You’ll get a better look on the Washington Post website, but even they had to break down what is, in print, a double-truck or, in laymen’s term, a drawing spread across two full pages.
Steve should go kick back and rest his wrists after this.
Maybe he could buy a copy of Kriota Willberg’s book, “Draw Stronger,” or just start following her column at Comics Beat, if it’s not too late. And if you are a cartoonist, you may want to do the same.
Johanna Draper Carlson has a review of the book over at Comics Worth Reading and, as she says there, it would be a nice gift for the cartoonist in your life.
A cartoonist’s wrist is a valuable tool and should be guarded carefully.
Speaking of books, I just got an advance copy of Brian Fies’s “A Fire Story,” and, while I had reviewed an advance-advance digital preview, holding the real thing in my hand is diffo, and, besides, he’s done something fun with the end papers that you’ll have to get your own copy to see. (UPDATE: I just moved the dust jacket.
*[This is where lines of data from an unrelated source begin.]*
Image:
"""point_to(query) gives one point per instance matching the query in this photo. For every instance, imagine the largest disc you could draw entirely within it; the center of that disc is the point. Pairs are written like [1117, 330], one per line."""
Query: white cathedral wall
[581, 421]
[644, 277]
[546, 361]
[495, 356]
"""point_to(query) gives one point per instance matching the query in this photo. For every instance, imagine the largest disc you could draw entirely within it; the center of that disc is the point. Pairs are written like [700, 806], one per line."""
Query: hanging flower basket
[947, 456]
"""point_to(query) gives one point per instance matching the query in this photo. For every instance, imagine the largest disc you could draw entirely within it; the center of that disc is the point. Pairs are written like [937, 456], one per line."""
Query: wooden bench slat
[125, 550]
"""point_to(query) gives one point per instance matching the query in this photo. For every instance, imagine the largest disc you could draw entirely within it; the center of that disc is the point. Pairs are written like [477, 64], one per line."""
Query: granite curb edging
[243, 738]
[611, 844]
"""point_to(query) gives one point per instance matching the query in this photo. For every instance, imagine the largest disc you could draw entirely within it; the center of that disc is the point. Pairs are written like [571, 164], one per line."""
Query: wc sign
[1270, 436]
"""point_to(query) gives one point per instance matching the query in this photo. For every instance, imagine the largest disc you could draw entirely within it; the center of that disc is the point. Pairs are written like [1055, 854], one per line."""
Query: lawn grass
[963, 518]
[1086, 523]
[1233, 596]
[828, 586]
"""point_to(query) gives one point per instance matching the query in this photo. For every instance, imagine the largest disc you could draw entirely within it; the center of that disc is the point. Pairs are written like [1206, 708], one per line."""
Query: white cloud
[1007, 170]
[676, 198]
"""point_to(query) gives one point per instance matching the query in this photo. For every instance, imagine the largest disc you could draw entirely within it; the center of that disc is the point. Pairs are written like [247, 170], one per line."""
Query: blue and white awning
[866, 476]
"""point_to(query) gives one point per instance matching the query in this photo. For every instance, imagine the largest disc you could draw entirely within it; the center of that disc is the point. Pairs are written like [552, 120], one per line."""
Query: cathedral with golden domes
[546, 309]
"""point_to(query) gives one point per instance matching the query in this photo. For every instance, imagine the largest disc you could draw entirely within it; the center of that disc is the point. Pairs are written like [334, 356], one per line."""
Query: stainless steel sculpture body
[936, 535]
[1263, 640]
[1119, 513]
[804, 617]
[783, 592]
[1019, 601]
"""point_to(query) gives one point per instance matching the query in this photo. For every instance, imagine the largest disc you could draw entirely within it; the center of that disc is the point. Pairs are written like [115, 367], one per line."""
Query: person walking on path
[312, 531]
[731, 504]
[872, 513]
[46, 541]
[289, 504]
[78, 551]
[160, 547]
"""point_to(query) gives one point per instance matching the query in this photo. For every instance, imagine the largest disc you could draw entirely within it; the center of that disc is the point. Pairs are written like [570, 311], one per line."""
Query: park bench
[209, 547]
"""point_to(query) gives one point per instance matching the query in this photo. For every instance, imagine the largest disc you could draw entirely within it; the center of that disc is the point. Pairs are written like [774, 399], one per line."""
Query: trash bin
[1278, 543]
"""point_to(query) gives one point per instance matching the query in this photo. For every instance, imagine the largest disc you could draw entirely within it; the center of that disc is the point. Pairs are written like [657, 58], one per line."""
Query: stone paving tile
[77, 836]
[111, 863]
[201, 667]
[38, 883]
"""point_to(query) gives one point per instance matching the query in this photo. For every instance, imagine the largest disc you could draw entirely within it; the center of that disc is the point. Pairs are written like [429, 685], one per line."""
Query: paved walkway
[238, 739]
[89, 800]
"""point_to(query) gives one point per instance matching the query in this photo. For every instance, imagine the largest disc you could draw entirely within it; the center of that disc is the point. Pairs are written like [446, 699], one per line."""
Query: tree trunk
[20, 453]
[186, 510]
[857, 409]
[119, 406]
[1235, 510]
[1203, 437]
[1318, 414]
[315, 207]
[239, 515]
You should, too.)
That’s the schedule for his West Coast tour, and I would note that the Denver Pop Culture Con will also feature another Friend-of-the-Blog …
William Katt will also be there, believe it or not.
Elsewhere amongst the comics …
I don’t know which part of Michael de Adder‘s comic I like most, though anyone who has followed this blog for very long knows how I feel about awards and can probably guess the likelihood of my staying up to watch this.
Bob Hope and Johnny Carson both made it worth tuning in, but nobody can replace them.
Or at least, that’s what the show’s producers are hoping.
But I love de Adder’s comparison, because not only is nobody hosting the White House these days, but the aura of vapid self-congratulations is equally staggering and off-putting and frequently undeserved.
Thus the Gong Show seal caps it beautifully, the differences being that Barris knew his hosting was a colossal absurd ego trip, and that he frequently booked acts knowing they would be gonged, simply for the entertainment value of it all.
At least, I don’t think Trump hires people with that in mind.
Now I’m going to spend the rest of the day trying to remove the mental image of Kellyanne Conway sitting in Jaye P. Morgan’s place.
Strongly Related Juxtaposition of the Day
Another memory of the Gong Show was when a truly horrible act went on and on and you sat there astonished that nobody had grabbed the mallet, considering how quickly they’d halted some far less awful things.
I’m kind of past Sack’s image of waiting in either gleeful or worried suspense, and am more at the Stahler level of not wondering what’s in it so much as when the thing is going to drop.
As for the speculation that The Trump Ring will simply stifle it, that I’m not so worried about.
There will be a Daniel Ellsberg.
People forget, by the way, that the Pentagon Papers and the Watergate Scandal were only tangentially linked. But the content of the Papers, and the criminal manner in which Ellsberg was harassed by the Plumbers, certainly added to the need to get that crew out of the White House.
I suggested earlier that you watch “Spotlight,” but, if you happen to have STARZ streaming service, here’s something a little less intense.
(Please don’t tell Trump it’s a spoof — It may have been his inspiration.)